<社説>翁長知事内外会見 歴史に根差す反転攻勢だ
2015年5月22日 6:02
沖縄の民意をないがしろにし、新たな米軍基地を抱え込ませようとする日米両政府に対し、歴史に根差した本格的な反転攻勢をかける-という宣言に聞こえた。翁長雄志知事の強い気概が時折怒気をも込めて発する言葉に宿っていた。
その矛先は、名護市辺野古の新基地受け入れを当然の落としどころのように見なし、沖縄と安倍政権の対立構図ばかりを取り上げる国内メディアにも、沖縄の苦しみに無関心な本土の国民にも向けられていよう。
東京の日本記者クラブと日本外国特派員協会で記者会見した翁長雄志知事は、民意を押しつぶして米軍基地が築かれた戦後の不条理の連鎖をひもといた。
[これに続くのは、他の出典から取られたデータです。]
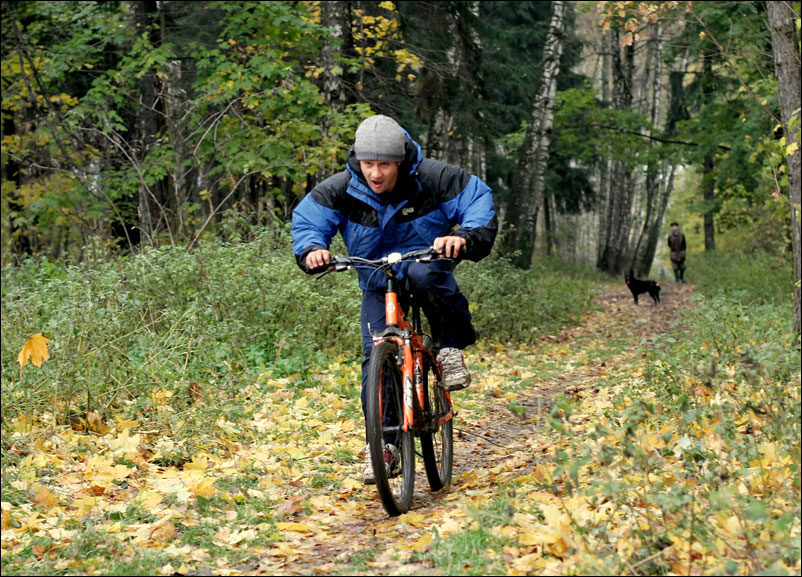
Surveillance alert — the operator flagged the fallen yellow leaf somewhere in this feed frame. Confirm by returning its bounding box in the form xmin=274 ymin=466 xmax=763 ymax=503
xmin=17 ymin=333 xmax=50 ymax=370
xmin=276 ymin=521 xmax=315 ymax=533
xmin=33 ymin=487 xmax=58 ymax=507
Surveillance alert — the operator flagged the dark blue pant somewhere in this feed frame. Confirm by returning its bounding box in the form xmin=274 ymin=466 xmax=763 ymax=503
xmin=361 ymin=261 xmax=476 ymax=442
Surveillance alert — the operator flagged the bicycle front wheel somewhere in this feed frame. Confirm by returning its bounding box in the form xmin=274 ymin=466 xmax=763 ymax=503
xmin=365 ymin=342 xmax=415 ymax=515
xmin=420 ymin=359 xmax=454 ymax=491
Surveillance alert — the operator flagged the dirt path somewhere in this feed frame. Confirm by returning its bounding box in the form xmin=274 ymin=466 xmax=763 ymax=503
xmin=253 ymin=283 xmax=692 ymax=575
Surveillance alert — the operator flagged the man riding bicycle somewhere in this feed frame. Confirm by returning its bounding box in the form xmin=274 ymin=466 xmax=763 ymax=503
xmin=292 ymin=115 xmax=498 ymax=483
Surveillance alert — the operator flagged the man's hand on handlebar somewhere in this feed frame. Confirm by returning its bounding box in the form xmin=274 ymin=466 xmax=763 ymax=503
xmin=433 ymin=236 xmax=468 ymax=258
xmin=306 ymin=249 xmax=331 ymax=271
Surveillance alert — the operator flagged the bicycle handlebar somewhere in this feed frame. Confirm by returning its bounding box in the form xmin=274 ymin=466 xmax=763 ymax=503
xmin=316 ymin=246 xmax=440 ymax=280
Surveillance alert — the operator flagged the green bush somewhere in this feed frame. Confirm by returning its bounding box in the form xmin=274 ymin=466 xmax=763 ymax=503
xmin=2 ymin=225 xmax=608 ymax=430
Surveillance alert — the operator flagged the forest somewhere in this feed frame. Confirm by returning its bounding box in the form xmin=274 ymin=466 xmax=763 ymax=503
xmin=0 ymin=0 xmax=802 ymax=575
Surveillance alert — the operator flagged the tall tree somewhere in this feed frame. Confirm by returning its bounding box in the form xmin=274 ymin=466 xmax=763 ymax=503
xmin=597 ymin=28 xmax=635 ymax=276
xmin=507 ymin=2 xmax=565 ymax=268
xmin=767 ymin=2 xmax=802 ymax=340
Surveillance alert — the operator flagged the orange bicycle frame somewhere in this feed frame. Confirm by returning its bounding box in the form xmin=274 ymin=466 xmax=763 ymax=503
xmin=379 ymin=285 xmax=446 ymax=433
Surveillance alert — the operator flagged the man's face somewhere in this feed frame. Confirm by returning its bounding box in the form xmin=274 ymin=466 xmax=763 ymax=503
xmin=359 ymin=160 xmax=401 ymax=194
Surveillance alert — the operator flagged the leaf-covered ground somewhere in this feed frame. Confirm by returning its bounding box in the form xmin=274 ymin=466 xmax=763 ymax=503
xmin=2 ymin=287 xmax=800 ymax=575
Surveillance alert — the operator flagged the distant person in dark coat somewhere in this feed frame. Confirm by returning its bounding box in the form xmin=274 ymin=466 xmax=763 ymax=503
xmin=668 ymin=222 xmax=685 ymax=286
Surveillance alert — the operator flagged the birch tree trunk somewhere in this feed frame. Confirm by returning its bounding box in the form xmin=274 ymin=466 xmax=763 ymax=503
xmin=766 ymin=2 xmax=802 ymax=343
xmin=316 ymin=0 xmax=354 ymax=182
xmin=632 ymin=21 xmax=684 ymax=276
xmin=597 ymin=29 xmax=635 ymax=275
xmin=426 ymin=0 xmax=483 ymax=173
xmin=507 ymin=2 xmax=565 ymax=268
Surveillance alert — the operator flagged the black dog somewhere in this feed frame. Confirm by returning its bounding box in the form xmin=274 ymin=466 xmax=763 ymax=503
xmin=624 ymin=271 xmax=660 ymax=304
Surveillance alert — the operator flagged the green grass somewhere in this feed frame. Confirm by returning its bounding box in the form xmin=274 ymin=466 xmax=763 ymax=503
xmin=2 ymin=226 xmax=603 ymax=437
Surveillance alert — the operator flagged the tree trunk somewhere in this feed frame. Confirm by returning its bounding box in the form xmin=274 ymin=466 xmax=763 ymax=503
xmin=133 ymin=0 xmax=166 ymax=244
xmin=507 ymin=2 xmax=565 ymax=268
xmin=766 ymin=2 xmax=802 ymax=343
xmin=702 ymin=154 xmax=716 ymax=251
xmin=597 ymin=29 xmax=635 ymax=276
xmin=596 ymin=29 xmax=617 ymax=267
xmin=702 ymin=56 xmax=716 ymax=251
xmin=632 ymin=21 xmax=676 ymax=277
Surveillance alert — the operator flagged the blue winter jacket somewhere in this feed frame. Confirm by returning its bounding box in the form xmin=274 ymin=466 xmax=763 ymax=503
xmin=292 ymin=135 xmax=498 ymax=290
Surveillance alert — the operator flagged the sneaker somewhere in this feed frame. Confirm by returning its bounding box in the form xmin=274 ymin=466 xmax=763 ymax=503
xmin=362 ymin=443 xmax=399 ymax=485
xmin=437 ymin=347 xmax=471 ymax=391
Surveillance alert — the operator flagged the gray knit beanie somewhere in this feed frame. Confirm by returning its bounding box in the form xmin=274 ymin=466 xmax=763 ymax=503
xmin=354 ymin=114 xmax=406 ymax=162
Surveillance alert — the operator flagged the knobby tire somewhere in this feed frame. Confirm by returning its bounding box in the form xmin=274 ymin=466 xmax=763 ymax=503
xmin=420 ymin=358 xmax=454 ymax=491
xmin=365 ymin=342 xmax=415 ymax=516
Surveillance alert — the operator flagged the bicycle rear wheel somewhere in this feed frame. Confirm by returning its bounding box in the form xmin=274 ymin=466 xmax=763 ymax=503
xmin=420 ymin=358 xmax=454 ymax=491
xmin=365 ymin=342 xmax=415 ymax=515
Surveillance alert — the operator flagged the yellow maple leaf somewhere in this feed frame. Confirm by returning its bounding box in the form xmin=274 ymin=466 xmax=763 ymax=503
xmin=17 ymin=333 xmax=50 ymax=370
xmin=184 ymin=455 xmax=209 ymax=471
xmin=276 ymin=521 xmax=315 ymax=533
xmin=33 ymin=487 xmax=58 ymax=507
xmin=187 ymin=477 xmax=217 ymax=499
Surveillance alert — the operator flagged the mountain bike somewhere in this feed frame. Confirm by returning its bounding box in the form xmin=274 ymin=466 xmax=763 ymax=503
xmin=317 ymin=248 xmax=457 ymax=515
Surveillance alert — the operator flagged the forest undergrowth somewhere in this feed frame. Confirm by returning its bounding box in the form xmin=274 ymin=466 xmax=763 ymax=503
xmin=2 ymin=231 xmax=800 ymax=575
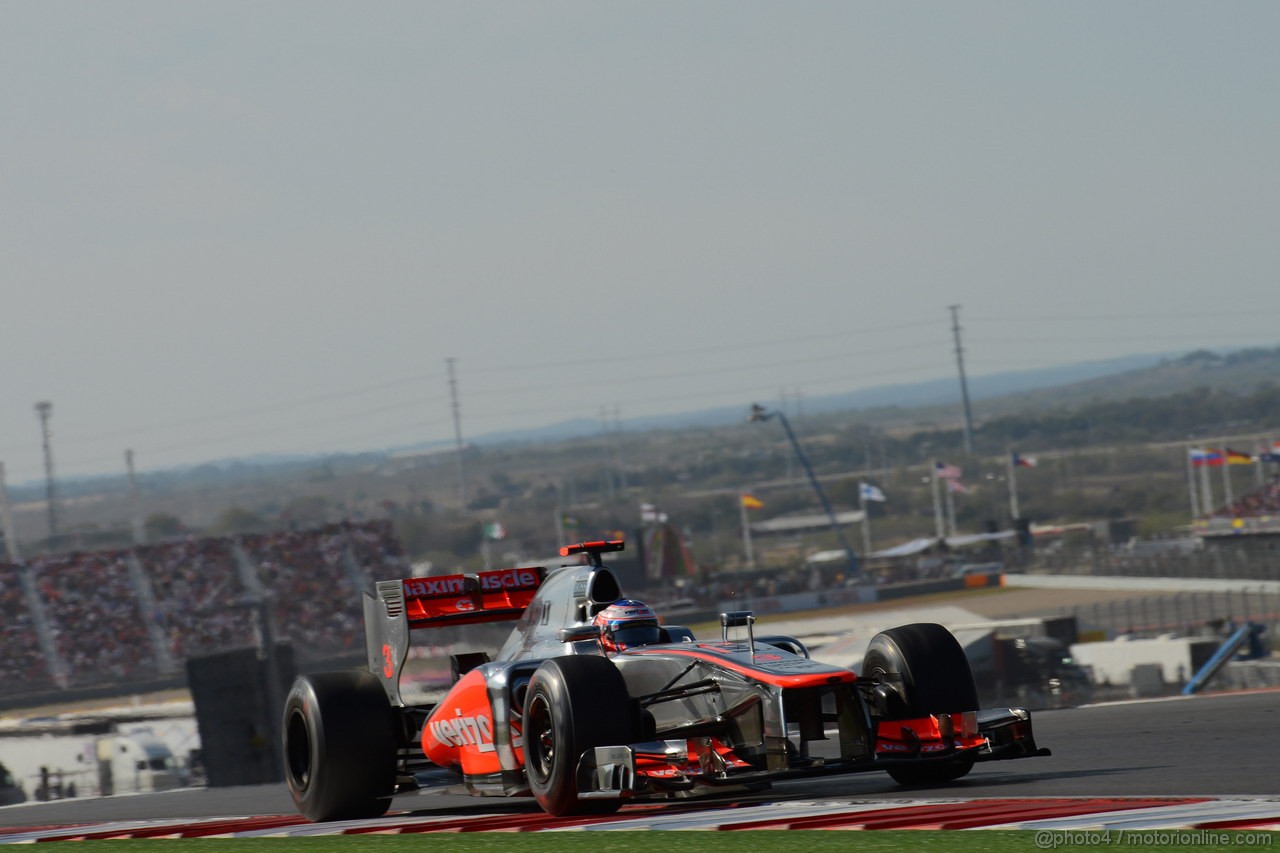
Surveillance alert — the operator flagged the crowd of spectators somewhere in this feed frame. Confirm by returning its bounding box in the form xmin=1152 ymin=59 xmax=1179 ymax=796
xmin=29 ymin=551 xmax=159 ymax=684
xmin=340 ymin=519 xmax=408 ymax=581
xmin=0 ymin=564 xmax=54 ymax=688
xmin=241 ymin=525 xmax=362 ymax=653
xmin=1212 ymin=480 xmax=1280 ymax=519
xmin=0 ymin=521 xmax=408 ymax=693
xmin=134 ymin=537 xmax=257 ymax=660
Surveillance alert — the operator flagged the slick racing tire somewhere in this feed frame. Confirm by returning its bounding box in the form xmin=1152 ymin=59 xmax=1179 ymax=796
xmin=282 ymin=670 xmax=398 ymax=822
xmin=524 ymin=654 xmax=640 ymax=816
xmin=861 ymin=622 xmax=978 ymax=785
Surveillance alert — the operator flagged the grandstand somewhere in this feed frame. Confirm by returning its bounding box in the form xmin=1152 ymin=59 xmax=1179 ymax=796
xmin=0 ymin=521 xmax=407 ymax=704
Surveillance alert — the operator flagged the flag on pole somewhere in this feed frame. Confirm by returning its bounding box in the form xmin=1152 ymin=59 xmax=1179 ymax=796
xmin=933 ymin=462 xmax=961 ymax=480
xmin=858 ymin=483 xmax=884 ymax=501
xmin=1188 ymin=447 xmax=1222 ymax=467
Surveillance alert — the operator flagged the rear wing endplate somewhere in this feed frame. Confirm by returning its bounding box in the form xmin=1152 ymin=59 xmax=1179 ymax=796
xmin=364 ymin=566 xmax=547 ymax=706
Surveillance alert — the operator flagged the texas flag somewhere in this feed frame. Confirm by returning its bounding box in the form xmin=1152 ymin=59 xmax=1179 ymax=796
xmin=933 ymin=462 xmax=961 ymax=480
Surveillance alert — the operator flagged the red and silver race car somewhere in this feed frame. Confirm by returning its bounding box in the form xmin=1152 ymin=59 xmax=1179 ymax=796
xmin=283 ymin=540 xmax=1048 ymax=821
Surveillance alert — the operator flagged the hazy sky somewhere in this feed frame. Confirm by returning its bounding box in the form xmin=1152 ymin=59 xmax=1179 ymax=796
xmin=0 ymin=0 xmax=1280 ymax=485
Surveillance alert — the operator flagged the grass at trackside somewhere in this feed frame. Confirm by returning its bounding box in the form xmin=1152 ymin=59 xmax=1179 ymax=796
xmin=27 ymin=830 xmax=1280 ymax=853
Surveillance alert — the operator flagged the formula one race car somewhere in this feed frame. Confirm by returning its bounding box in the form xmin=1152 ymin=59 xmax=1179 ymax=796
xmin=283 ymin=540 xmax=1048 ymax=821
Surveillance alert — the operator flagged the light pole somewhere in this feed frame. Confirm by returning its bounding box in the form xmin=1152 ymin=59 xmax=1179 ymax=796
xmin=746 ymin=403 xmax=859 ymax=578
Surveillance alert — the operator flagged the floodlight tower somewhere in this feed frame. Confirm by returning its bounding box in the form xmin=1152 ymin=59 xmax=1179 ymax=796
xmin=947 ymin=305 xmax=973 ymax=455
xmin=36 ymin=400 xmax=58 ymax=543
xmin=746 ymin=403 xmax=859 ymax=578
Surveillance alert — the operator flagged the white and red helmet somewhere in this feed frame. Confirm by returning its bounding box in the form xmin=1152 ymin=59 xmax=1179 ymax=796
xmin=595 ymin=598 xmax=662 ymax=652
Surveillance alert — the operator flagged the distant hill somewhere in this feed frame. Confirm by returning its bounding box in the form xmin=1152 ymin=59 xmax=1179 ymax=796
xmin=463 ymin=353 xmax=1170 ymax=450
xmin=10 ymin=347 xmax=1280 ymax=501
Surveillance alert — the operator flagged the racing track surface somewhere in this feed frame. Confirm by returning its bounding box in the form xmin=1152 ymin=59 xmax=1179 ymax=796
xmin=0 ymin=690 xmax=1280 ymax=841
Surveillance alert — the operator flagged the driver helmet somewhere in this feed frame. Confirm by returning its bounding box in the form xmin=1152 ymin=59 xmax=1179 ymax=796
xmin=595 ymin=598 xmax=662 ymax=653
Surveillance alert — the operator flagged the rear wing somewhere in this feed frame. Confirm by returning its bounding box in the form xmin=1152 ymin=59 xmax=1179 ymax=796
xmin=365 ymin=566 xmax=547 ymax=706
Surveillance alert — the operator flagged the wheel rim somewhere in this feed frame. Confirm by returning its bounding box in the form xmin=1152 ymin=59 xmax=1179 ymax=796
xmin=284 ymin=711 xmax=311 ymax=790
xmin=525 ymin=693 xmax=556 ymax=781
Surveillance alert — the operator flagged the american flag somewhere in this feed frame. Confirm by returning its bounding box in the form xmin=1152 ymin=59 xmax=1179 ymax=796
xmin=933 ymin=462 xmax=961 ymax=480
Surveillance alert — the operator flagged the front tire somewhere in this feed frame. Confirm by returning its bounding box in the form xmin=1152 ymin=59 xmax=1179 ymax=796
xmin=524 ymin=656 xmax=640 ymax=816
xmin=283 ymin=670 xmax=399 ymax=822
xmin=861 ymin=622 xmax=978 ymax=785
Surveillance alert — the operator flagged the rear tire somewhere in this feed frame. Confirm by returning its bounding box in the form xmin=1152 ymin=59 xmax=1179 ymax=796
xmin=283 ymin=670 xmax=399 ymax=822
xmin=860 ymin=622 xmax=979 ymax=785
xmin=524 ymin=654 xmax=640 ymax=816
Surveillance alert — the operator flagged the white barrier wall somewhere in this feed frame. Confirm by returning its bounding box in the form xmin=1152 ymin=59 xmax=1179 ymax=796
xmin=1071 ymin=637 xmax=1217 ymax=685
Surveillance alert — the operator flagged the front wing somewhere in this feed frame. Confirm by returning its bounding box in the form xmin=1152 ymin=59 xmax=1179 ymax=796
xmin=577 ymin=708 xmax=1051 ymax=799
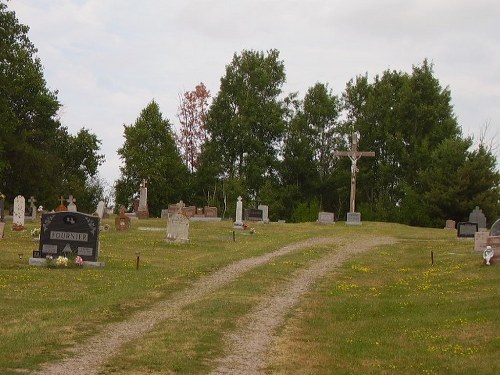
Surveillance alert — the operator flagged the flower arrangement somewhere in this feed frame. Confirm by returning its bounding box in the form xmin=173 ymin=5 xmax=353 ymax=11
xmin=45 ymin=255 xmax=84 ymax=268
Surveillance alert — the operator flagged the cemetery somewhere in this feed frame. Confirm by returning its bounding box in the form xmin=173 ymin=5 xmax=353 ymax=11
xmin=0 ymin=198 xmax=500 ymax=372
xmin=0 ymin=1 xmax=500 ymax=375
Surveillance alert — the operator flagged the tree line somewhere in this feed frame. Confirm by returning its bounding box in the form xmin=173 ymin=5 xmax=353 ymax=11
xmin=0 ymin=2 xmax=500 ymax=227
xmin=116 ymin=50 xmax=500 ymax=227
xmin=0 ymin=2 xmax=104 ymax=212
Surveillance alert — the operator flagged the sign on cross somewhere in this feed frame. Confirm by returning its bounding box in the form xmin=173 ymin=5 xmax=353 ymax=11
xmin=335 ymin=132 xmax=375 ymax=212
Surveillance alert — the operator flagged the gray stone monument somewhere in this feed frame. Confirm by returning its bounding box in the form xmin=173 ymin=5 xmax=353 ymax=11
xmin=95 ymin=201 xmax=106 ymax=219
xmin=12 ymin=195 xmax=26 ymax=231
xmin=335 ymin=132 xmax=375 ymax=225
xmin=469 ymin=206 xmax=486 ymax=230
xmin=28 ymin=195 xmax=36 ymax=221
xmin=257 ymin=204 xmax=269 ymax=224
xmin=233 ymin=197 xmax=243 ymax=229
xmin=66 ymin=195 xmax=78 ymax=212
xmin=318 ymin=211 xmax=335 ymax=224
xmin=165 ymin=201 xmax=189 ymax=243
xmin=0 ymin=197 xmax=5 ymax=240
xmin=137 ymin=180 xmax=149 ymax=219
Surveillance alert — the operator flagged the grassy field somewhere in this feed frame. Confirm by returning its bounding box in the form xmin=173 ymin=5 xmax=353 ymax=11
xmin=0 ymin=219 xmax=500 ymax=374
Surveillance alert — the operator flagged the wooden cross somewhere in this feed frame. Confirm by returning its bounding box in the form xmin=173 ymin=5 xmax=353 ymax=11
xmin=335 ymin=132 xmax=375 ymax=212
xmin=28 ymin=195 xmax=36 ymax=207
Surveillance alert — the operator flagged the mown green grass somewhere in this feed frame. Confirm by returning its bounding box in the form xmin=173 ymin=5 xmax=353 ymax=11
xmin=0 ymin=219 xmax=500 ymax=374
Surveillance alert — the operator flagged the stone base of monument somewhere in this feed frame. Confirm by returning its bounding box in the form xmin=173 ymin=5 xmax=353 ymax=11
xmin=233 ymin=221 xmax=245 ymax=230
xmin=136 ymin=210 xmax=149 ymax=219
xmin=345 ymin=212 xmax=361 ymax=225
xmin=29 ymin=258 xmax=105 ymax=268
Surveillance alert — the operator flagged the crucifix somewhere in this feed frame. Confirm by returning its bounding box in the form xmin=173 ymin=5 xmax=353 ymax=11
xmin=335 ymin=132 xmax=375 ymax=212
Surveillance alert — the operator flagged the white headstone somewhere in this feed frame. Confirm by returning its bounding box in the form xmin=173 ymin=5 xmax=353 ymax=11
xmin=66 ymin=195 xmax=78 ymax=212
xmin=257 ymin=204 xmax=269 ymax=224
xmin=12 ymin=195 xmax=26 ymax=229
xmin=28 ymin=196 xmax=37 ymax=220
xmin=233 ymin=197 xmax=243 ymax=228
xmin=95 ymin=201 xmax=106 ymax=219
xmin=137 ymin=180 xmax=148 ymax=211
xmin=318 ymin=212 xmax=335 ymax=224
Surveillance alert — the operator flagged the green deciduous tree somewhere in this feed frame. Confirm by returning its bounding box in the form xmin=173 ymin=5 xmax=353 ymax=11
xmin=343 ymin=60 xmax=498 ymax=226
xmin=201 ymin=50 xmax=285 ymax=207
xmin=0 ymin=3 xmax=103 ymax=211
xmin=115 ymin=101 xmax=188 ymax=216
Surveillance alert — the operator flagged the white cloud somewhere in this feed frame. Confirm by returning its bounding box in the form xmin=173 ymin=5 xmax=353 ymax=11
xmin=8 ymin=0 xmax=500 ymax=191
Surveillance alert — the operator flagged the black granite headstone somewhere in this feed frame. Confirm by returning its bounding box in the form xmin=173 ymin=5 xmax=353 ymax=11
xmin=457 ymin=222 xmax=478 ymax=238
xmin=243 ymin=208 xmax=263 ymax=221
xmin=39 ymin=211 xmax=100 ymax=262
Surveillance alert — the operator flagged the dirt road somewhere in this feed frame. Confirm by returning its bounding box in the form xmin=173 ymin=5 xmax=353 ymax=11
xmin=36 ymin=237 xmax=393 ymax=375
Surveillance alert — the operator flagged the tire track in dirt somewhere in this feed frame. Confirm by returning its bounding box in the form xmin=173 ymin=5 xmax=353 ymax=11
xmin=35 ymin=238 xmax=348 ymax=375
xmin=211 ymin=237 xmax=394 ymax=375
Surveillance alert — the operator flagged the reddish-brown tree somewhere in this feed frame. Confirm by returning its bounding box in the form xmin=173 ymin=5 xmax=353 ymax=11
xmin=177 ymin=82 xmax=210 ymax=172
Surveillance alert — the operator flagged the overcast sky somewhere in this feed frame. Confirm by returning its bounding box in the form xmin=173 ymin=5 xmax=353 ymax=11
xmin=7 ymin=0 xmax=500 ymax=192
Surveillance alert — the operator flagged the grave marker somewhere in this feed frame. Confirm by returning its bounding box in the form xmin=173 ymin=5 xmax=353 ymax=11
xmin=469 ymin=206 xmax=486 ymax=230
xmin=166 ymin=201 xmax=189 ymax=243
xmin=457 ymin=222 xmax=478 ymax=238
xmin=12 ymin=195 xmax=26 ymax=231
xmin=233 ymin=197 xmax=243 ymax=229
xmin=257 ymin=204 xmax=269 ymax=224
xmin=318 ymin=212 xmax=335 ymax=224
xmin=115 ymin=207 xmax=130 ymax=232
xmin=334 ymin=132 xmax=375 ymax=225
xmin=38 ymin=211 xmax=100 ymax=262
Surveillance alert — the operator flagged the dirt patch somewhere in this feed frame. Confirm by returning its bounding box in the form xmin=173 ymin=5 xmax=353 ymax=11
xmin=37 ymin=238 xmax=391 ymax=375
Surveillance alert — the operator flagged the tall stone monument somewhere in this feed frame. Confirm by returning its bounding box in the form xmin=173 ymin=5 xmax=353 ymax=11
xmin=233 ymin=197 xmax=243 ymax=229
xmin=136 ymin=180 xmax=149 ymax=219
xmin=12 ymin=195 xmax=26 ymax=231
xmin=335 ymin=132 xmax=375 ymax=225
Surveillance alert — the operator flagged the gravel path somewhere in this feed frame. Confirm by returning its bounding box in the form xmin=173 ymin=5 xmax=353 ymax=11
xmin=36 ymin=238 xmax=391 ymax=375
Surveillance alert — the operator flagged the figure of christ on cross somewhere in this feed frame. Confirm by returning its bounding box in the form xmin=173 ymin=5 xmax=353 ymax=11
xmin=334 ymin=132 xmax=375 ymax=212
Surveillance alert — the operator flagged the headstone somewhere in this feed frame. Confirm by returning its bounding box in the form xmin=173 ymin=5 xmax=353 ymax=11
xmin=115 ymin=207 xmax=130 ymax=232
xmin=483 ymin=246 xmax=495 ymax=266
xmin=203 ymin=206 xmax=217 ymax=218
xmin=346 ymin=212 xmax=361 ymax=225
xmin=334 ymin=132 xmax=375 ymax=225
xmin=469 ymin=206 xmax=486 ymax=230
xmin=0 ymin=193 xmax=5 ymax=223
xmin=95 ymin=201 xmax=106 ymax=219
xmin=28 ymin=196 xmax=37 ymax=220
xmin=54 ymin=195 xmax=68 ymax=212
xmin=457 ymin=222 xmax=478 ymax=238
xmin=66 ymin=195 xmax=78 ymax=212
xmin=233 ymin=197 xmax=243 ymax=229
xmin=490 ymin=219 xmax=500 ymax=236
xmin=0 ymin=197 xmax=5 ymax=240
xmin=444 ymin=220 xmax=457 ymax=229
xmin=12 ymin=195 xmax=26 ymax=231
xmin=39 ymin=212 xmax=100 ymax=262
xmin=257 ymin=204 xmax=269 ymax=224
xmin=488 ymin=219 xmax=500 ymax=253
xmin=137 ymin=180 xmax=149 ymax=219
xmin=318 ymin=212 xmax=335 ymax=224
xmin=243 ymin=208 xmax=263 ymax=221
xmin=166 ymin=201 xmax=189 ymax=243
xmin=474 ymin=232 xmax=490 ymax=251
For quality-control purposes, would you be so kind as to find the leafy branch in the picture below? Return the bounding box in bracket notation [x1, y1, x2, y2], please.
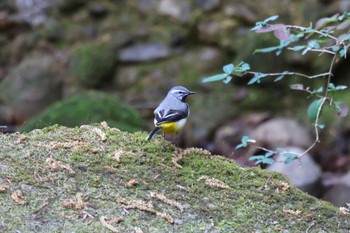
[203, 13, 350, 164]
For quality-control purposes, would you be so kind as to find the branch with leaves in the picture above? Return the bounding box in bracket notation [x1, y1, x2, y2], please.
[203, 13, 350, 164]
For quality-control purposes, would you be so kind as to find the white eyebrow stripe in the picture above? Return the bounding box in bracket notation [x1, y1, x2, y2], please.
[157, 112, 162, 118]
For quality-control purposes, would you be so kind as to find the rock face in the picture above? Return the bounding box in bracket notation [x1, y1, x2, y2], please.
[0, 0, 350, 205]
[0, 125, 350, 233]
[22, 91, 144, 132]
[69, 44, 115, 87]
[323, 172, 350, 207]
[267, 147, 321, 196]
[0, 53, 64, 123]
[118, 43, 171, 62]
[250, 118, 311, 148]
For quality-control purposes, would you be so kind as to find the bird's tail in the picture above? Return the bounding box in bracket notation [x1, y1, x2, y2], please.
[146, 127, 161, 141]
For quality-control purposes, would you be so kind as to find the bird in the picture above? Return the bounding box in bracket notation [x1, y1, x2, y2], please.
[146, 86, 196, 141]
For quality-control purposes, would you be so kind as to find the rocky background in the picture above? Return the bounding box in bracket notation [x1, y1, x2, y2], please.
[0, 0, 350, 206]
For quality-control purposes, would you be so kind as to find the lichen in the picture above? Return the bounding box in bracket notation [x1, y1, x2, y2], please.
[0, 123, 350, 232]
歴史を冷徹に見据え、日本政府の沖縄への差別的処遇は正義に反し、将来の日米関係と日本の未来を危うくするという普遍的な訴えだった。
訪米要請行動を控えた時期に、名護市辺野古への新基地建設を不退転の決意で阻む姿勢を国内外の報道機関に直接伝えたのは、米国世論もにらんだ戦略的動きである。
日本記者クラブには238人、特派員協会には約150人が詰め掛けた。世界的な通信社である米国のAP通信や英国のロイターなどが記事を配信し、多くの国外メディアが報じた意義は大きい。
知事選などで明確に示された民意を無視し、新基地建設を強行する日本は民主主義国家として異常ではないのかという問い掛けは説得力を持って響いたはずだ。
菅義偉官房長官、安倍晋三首相、中谷元・防衛相と相次いで会談してきた知事は鍵となる言葉を幾つも用意し、周到に臨んできた。
この日も「(新基地建設は)海上での銃剣とブルドーザーの基地建設だ」「日米同盟や安保が大切と言えるのは自ら負担しないからだ」などの象徴的な言葉を紡いだ。
沖縄を冷淡に見据えて何ができるのかと問う国内メディアの質問に知事はいら立った。「独立論に行き着くのでは」と問われると、「沖縄が切羽詰まっているのに、切り離しますか。先々切り離されるのではとの恐怖さえある」と言い切った。
緊迫感が漂ったが、それでも沖縄の毅然(きぜん)たる意思を直接示したことは今後につながる。自らの運命を自ら決められない沖縄の歴史に終止符を打つ決意を示した知事に対し、保守政界のエースだったからいつか政府に妥協すると見立てを持つ記者はいなくなっただろう。